Some figures who influenced me politically in my youth were compelling, in significant part, because they had interests outside of politics. William F. Buckley’s building of the conservative movement was supplemented and enhanced by his ability to draw audiences interested in sailing, skiing, spy novels, classical music and more. Similarly, William Safire’s political punditry came alongside extensive writings on language and other subjects. Buckley and Safire had friends of diverse political views, in contrast to another who influenced me, Norman Podhoretz, whose writings emphasized his fallings-out with ideologically incompatible ex-friends.

Epicurus opened his Garden to women and slaves, contrary to the hierarchical and exclusive Athenian ethos of the time. He believed anyone who wanted to study philosophy should be allowed to do so. Those were political views, even if he wasn’t stating them in the Agora.

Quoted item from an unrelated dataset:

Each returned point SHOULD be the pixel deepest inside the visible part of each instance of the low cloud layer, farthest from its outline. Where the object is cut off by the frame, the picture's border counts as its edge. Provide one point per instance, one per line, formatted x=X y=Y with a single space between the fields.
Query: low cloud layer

So too were his beliefs that people’s fears of gods and death were responsible for much suffering and should be avoided. Epicurus’ name has come to be associated with pleasure, exemplified by such things as wine connoisseurship, but his focus was on tranquility rather than sensation.

It’s been pleasurable being an Epicurean for a few months, not following politics with the closeness and alarm that I did during the Trump years; spending evenings watching Korean and Japanese movies on streaming TV rather than Rachel Maddow and Lawrence O’Donnell on cable. Still, I know that the boundaries between political and non-political are neither well-marked nor stable; that staying out of the fray leads to its own problems. There may be no escaping politics, but taking a break from it now and then is conducive to happiness.